保険診療
巻き爪(陥入爪について)
爪の両側が皮膚の方へ食い込んでいく疾患です。症状は痛みと変形です。治療は曲がっている爪の根元にある爪母(爪を作る部分)を部分切除する方法が行われていましたが、この方法は術後の痛みが強くしばらくは普通の歩行ができませんでした。
現在は新しい方法としてフェノール法があ ります。これは手術と異なり、食い込む爪の爪母のみを腐食させる方法です。表皮表面の治療なので骨などの深部は問題ありません。また、施術の範囲が切除手 術にくらべて狭いので、術後の腫れが少なく痛みもほとんどない方法です。手術よりも非常に早い時期から自分の靴が履けるようになります。もちろん通院でで きる治療です。
逆まつげ、睫毛乱生
睫毛が目の中に入ってくる事で、日常生活に支障を生じる状態です。場合によっては、視力低下に発展することがあるので、油断できません。治療法は、いわゆ る埋没法や二重切開法と同じですが、睫毛が効果的に上がる高さにラインを設定します。そのため、ご本人のご希望のラインとは違う場合もあります。睫毛が目 に触れないようにする事が第一の目的ですから、カウンセリングの時にそのことはご説明いたします。
眼瞼下垂症
瞼を持ち上げる眼瞼挙筋が弱いため、瞼が上がりにくくなる症状があります。これは生まれつきの場合もありますし、大人になってから出現してくることもあります。
大人になってから症状が出てくるのは、元々眼瞼挙筋の筋力が弱い方だったためと考えられます。

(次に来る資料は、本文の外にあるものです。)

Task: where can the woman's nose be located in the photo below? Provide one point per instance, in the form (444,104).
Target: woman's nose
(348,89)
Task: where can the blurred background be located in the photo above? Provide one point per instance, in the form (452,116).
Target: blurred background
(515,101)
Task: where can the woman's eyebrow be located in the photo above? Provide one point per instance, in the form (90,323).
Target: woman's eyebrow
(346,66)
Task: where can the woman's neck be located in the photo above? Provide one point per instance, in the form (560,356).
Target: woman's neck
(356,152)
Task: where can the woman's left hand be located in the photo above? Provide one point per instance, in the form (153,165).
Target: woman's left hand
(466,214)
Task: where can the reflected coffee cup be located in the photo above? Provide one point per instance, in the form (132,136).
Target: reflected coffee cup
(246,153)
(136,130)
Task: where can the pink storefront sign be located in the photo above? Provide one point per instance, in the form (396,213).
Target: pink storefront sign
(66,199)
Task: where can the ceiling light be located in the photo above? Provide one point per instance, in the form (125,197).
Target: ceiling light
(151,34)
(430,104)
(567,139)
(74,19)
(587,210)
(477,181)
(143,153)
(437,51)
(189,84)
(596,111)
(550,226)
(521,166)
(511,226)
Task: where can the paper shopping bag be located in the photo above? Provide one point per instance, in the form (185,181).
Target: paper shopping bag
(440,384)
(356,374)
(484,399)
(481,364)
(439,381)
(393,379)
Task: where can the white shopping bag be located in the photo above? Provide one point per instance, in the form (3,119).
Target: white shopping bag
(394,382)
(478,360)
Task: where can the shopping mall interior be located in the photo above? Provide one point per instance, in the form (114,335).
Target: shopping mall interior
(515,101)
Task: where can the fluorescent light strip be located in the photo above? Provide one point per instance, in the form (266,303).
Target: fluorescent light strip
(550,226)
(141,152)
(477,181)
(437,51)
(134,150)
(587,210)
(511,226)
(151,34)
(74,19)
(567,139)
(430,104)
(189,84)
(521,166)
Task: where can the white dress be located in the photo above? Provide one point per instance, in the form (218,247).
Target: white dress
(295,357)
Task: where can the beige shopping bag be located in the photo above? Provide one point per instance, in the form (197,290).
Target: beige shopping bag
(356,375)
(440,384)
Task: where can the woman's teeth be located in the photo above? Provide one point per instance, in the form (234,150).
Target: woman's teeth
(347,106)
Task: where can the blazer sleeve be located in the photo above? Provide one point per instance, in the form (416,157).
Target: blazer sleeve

年齢とともに筋肉が弱ってきたために症状が出てしまったのです。
他には、ハードコンタクトを長年使用する事によって筋肉に慢性持続的なダメージを与えてしまった結果、下垂が起こることがあります。
眼瞼下垂症の治療は、原則的に切開法で筋肉を短縮させる方法を行います。
埋没法は逆に眼瞼下垂症を悪化させてしまうので、行いません。埋没法は、眼瞼挙筋およびその連続した線維組織と皮下をつなげる事を行いますから、眼瞼下垂症の方では、弱くなった筋肉にさらに重りを付けることと同じ事になります。
眼瞼下垂症は、両目に起こることもありますし、片目だけという場合もあります。片目だけの場合は、健側の目とのバランスを考えて治療することが必要です。
皮膚腫瘍摘出
日常の診察で多く見られるのは、粉瘤、いわゆる「脂肪の塊」といわれている良性の腫瘤です。顔面や体にもできます。大きさにもよりますが、普通クリッときれいに摘出することができます。
※いわゆるほくろ、色素性母斑の場合は、保険適応ではありません。ご了解ください。
先天性耳瘻孔
生下時から存在する耳の付け根にある小さな穴です。これは母親のおなかにいる頃、耳が造られる際に生じた穴です。機能的には問題ありませんし、炎症を起こさなければ点状の穴なので目立ちません。年配の方でも時々見かけることがあります。
炎症を起こさなければ放置でも構いませんが、時に穴の中の角質物などが炎症の引き金となって腫れてくることがあります。そうなると多くの場合表在菌の影響でニキビのような炎症を起こします。
炎症を繰り返すようになると、手術を考えた方が良いと思います。手術は瘻孔を全摘します。
傷跡・ケロイド治療
ケロイドには真性ケロイドと、いわゆる傷跡の盛り上がった状態、瘢痕ケロイドがあります。
真性ケロイドは、手術を行うとさらに大きく広がってきますので、原則的には行いません。この場合はステロイドを局所注射したり、ステロイドを含んだシートを直接貼ってケロイドを縮小させることを行います。
傷跡の場合はケロイドと違い手術によって改善させることができます。特に関節部分の傷跡は、関節の動きに支障をきたすことがあります。このような場合は、 傷跡の組織を取り除くとともに、緊張を緩めるように縫合し治します。このような手術は、形成外科の本領を発揮できる手術でもあり、色々な方法があります。
※傷跡の治療といっても、小さい傷跡など関節の運動障害を伴わない場合は、保険が効きません。ご了解ください。